[fre] La Méditerranée: berceau du (men)songe

Article publié le 5 novembre 2015
Article publié le 5 novembre 2015

Attention cet article n'est paru dans aucun groupe du magazine et n'a donc fait l'objet d'aucune relecture.

La Méditerranée est le berceau de la civilisation. D'innombrables poètes et penseurs ont tenté de capturer ses paysages de rêve. Mais aujourd'hui, des enfants noyés sont retrouvés sur ces plages idylliques. 

 Goethe déjà rêvait de la Méditerranée comme le „pays où fleurissent les citronniers". Son poème "Mignon" de 1795/96 traite de ces nombreux voyageurs d'Europe centrale désireux de retourner là-bas. Son poème se termine ainsi: "C'est là que je voudrais vivre, c'est là! Oui, c'est là".

Le poète Eichendorff a lui aussi exprimé sa "mélancolie" vis à vis de la Méditerranée dans son poème du même nom datant de 1825. Outre son doux climat, sa faune et sa flore luxuriantes, la Méditerranée rayonne par sa diversité culturelle: Cela vaut tout autant pour sa richesse linguistique que pour sa merveilleuse cuisine. Un des textes les plus anciens sur la Méditerranée est certainement l'Odyssée d'Homer qui, malgré les lacunes géographiques, montre dans son oeuvre les aspects les plus importants de la Méditerranée: un lieu mythique, où l'humanité se perd mais en fin de compte se retrouve.

Toutefois, au regard de la crise migratoire actuelle, le symbole de ce bassin intercontinental semble être mis sens dessus dessous.
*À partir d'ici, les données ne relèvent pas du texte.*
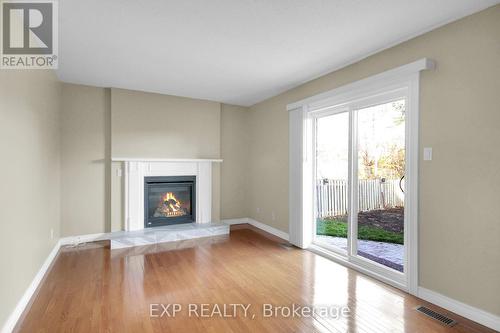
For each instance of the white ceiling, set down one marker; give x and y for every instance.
(238, 52)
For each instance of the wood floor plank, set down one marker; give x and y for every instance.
(93, 289)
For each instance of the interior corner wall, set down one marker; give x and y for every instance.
(236, 155)
(29, 178)
(459, 116)
(85, 153)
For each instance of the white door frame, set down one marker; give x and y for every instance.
(301, 199)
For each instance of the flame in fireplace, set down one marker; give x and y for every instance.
(169, 205)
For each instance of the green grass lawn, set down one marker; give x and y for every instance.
(338, 228)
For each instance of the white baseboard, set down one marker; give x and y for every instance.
(260, 225)
(28, 294)
(480, 316)
(241, 220)
(74, 240)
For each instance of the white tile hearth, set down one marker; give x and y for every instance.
(171, 233)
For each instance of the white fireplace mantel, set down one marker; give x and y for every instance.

La Méditerranée n'est plus ce qu'elle était autrefois, ou encore mieux, ce dont on rêvait qu'elle soit: un paysage estival rempli de senteurs matinales du pays, où l'âme apaisée semble suspendue dans le bleu azur.

Tandis que les habitants des contrées nordiques de l'Europe se représentaient la Méditerranée comme un espace romantique, il y a toujours eu dans des régions plus proches l'idée d'une union politique. Paul Valéry, le poète français décédé en 1945, rêvait par exemple d'une civilisation méditérranéenne, à laquelle non seulement l'Espagne, la France et l'Italie devraient appartenir, mais aussi les pays du Maghreb et du Proche-Orient.
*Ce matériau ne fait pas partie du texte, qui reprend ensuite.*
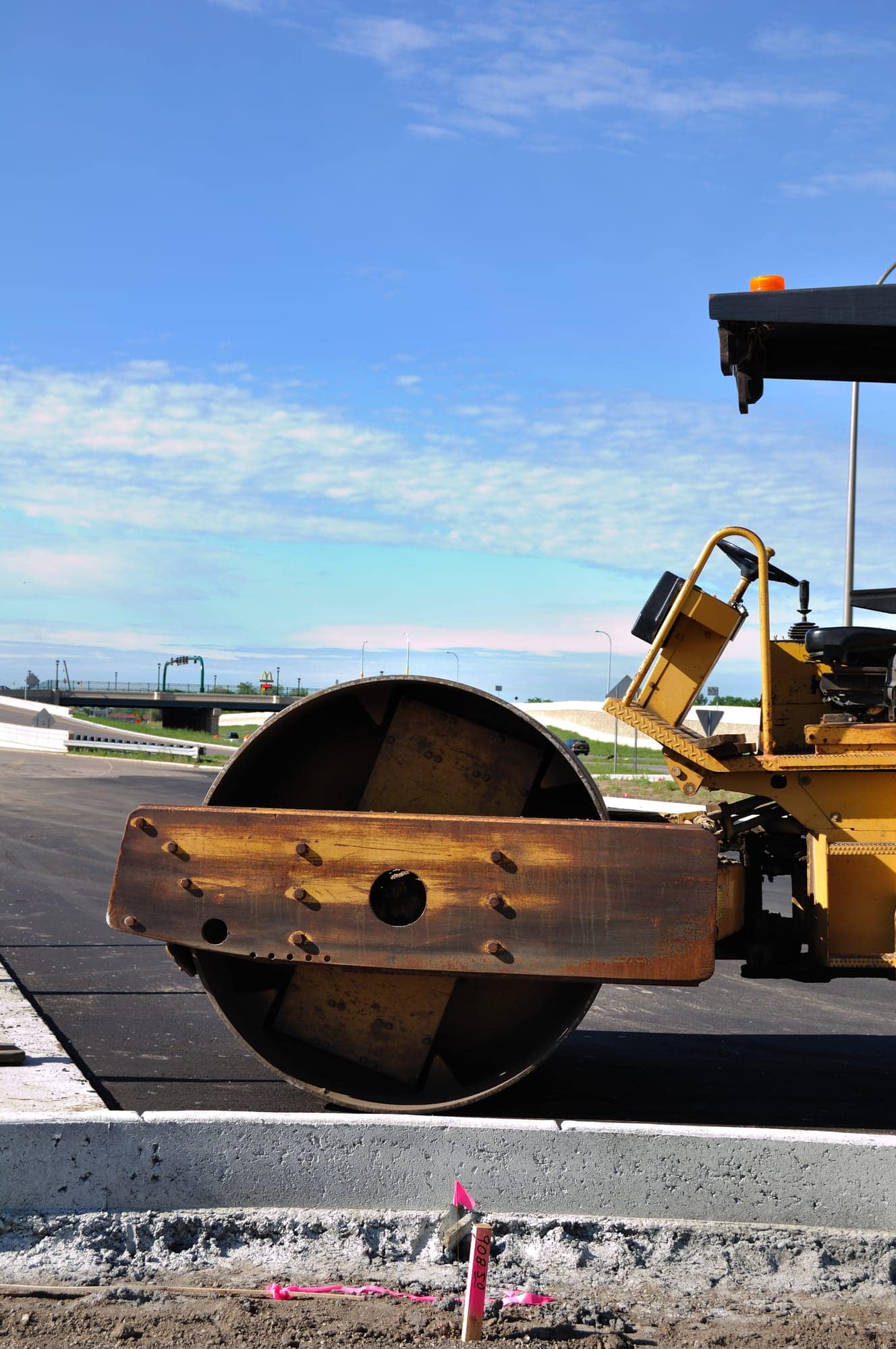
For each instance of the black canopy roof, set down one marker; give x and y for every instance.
(833, 332)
"J'ai aimé avec passion la Méditerranée". Ainsi commence La Méditerranée et le monde méditérranéen à l'époque de Philippe II de Fernand Braudel. Il est marquant de voir que Braudel ait mis pour la première fois un lieu géographique au coeur de la toile historique.  

Il se pourrait que  les dirigeants politiques de l'UE aient été inspirés par Braudel en 1995, lorsqu'ils ont affirmé la volonté de créer dans la Méditerranée avec la déclaration de Barcelone une "Zone de liberté et de stabilité". Nicolas Sarkozy s'est quoiqu'il en soit réclamé directement de Braudel, lorsqu'il a fondé en 2008 l"Union pour l'espace méditérranéen" qui, en raison des drames humains actuels, semble totalement marquer le pas.

L'espace méditerranéen: Un bassin aux aspirations romantiques et politiques

La Méditerranée est un espace de contradiction à double visage. C'est ce dont est convaincu l'auteur et spécialiste français de la Méditérranée, Thierry Fabre. Elle est perçue soit comme un espace dentelé de contradictions ou alors comme une unité rêvée, dans laquelle nombre de peuples s'unissent dans l'espoir d'un avenir commun. Une chose est sûre, selon Fabre, l'espace méditérannéen possède une vaste mémoire culturelle, constituée d'une pluralité de conflits et de rencontres.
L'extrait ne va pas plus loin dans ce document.